27 février 2011

Et voici le plein temps du mimosa !

Le bassin d'Arcachon a retrouvé sa couleur de février : le jaune !


Et les petites fleurs roses japonisantes des pommiers tentent de rivaliser...

20 février 2011

Et pour bien finir cette journée, un magnifique cliché, non ? !


Il y a dans le regard des hommes des atomes invisibles qui percutent ou caressent la peau...
Delphine de Vigan "Les jolis garçons"

Coup de coeur pour les peintures de Roly (Roland Steck) et notamment ses flashs rouges.


Huile et résine sur toile

Quelques clichés du port ostréicole de la Hume ... avant de passer chez Marie (dont on repart toujours crevettes et coquillages succulents en poche)


Cabane ostréicole


Comment naissent les moules...


Repos


Avant la saison


Remise d'hiver

13 février 2011

Ecrire c'est souffrir…
C'est aussi refuser.
Tenter de (se) comprendre sans jamais y arriver,
Essayer d'éviter l'inévitable,
Profiter d'un temps qui nous est compté.
Ecrire, c'est aimer.

Il me faut donc écrire. Aujourd'hui. Parce qu'hier.

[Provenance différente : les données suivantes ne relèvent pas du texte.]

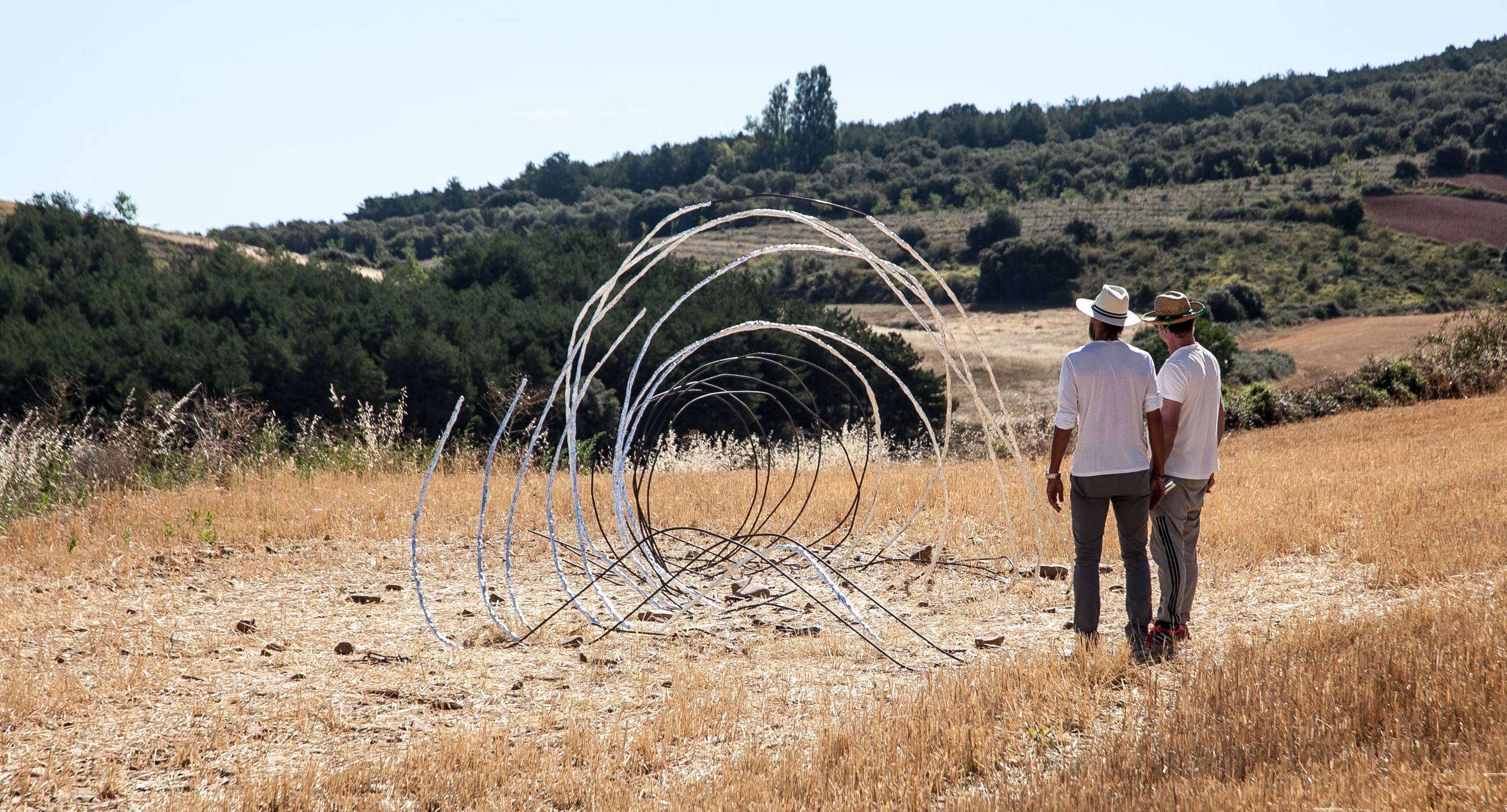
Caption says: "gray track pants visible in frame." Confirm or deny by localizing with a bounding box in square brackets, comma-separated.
[1071, 470, 1151, 634]
[1151, 476, 1208, 626]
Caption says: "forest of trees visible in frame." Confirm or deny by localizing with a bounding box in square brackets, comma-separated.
[0, 194, 942, 437]
[222, 38, 1507, 267]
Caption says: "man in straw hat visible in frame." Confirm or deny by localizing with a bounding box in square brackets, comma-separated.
[1046, 285, 1166, 661]
[1145, 291, 1224, 657]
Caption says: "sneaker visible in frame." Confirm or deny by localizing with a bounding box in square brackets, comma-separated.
[1145, 623, 1177, 661]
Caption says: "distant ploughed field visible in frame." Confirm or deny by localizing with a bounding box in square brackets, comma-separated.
[1364, 194, 1507, 249]
[1439, 172, 1507, 194]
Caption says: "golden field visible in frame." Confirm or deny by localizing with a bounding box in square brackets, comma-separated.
[0, 396, 1507, 809]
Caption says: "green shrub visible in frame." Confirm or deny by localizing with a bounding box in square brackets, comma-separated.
[975, 239, 1084, 306]
[1428, 139, 1471, 175]
[967, 206, 1020, 256]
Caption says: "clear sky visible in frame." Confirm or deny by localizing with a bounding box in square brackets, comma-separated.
[0, 0, 1507, 230]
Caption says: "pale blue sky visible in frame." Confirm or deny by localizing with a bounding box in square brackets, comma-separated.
[0, 0, 1507, 230]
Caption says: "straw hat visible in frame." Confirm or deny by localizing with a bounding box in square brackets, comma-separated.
[1078, 285, 1141, 327]
[1145, 291, 1204, 326]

Hier, face au silence, j'aurais écrit : le Dragon est mort. Parce qu'il fallait bien me sauver. Parce que je cherchais au fond de moi cette colère, petite et première porte de l'oubli.

Je n'y arrivais pas mais j'essayais.

Aujourd'hui, la réalité a écrit : le Dragon a disparu. Et je suis triste. Perdre un ami est parait-il l'une des plus terribles douleurs psychologiques qu'il soit donné à un être humain de vivre.

J'ai perdu un ami. Le grand frère que je m'étais choisi et il me manque ce bout de moi. Je suis comme un poilu sans son bout de lui arraché par l'obus, qui a mal à ce bout de lui qui n'est plus, qu'il n'a plus.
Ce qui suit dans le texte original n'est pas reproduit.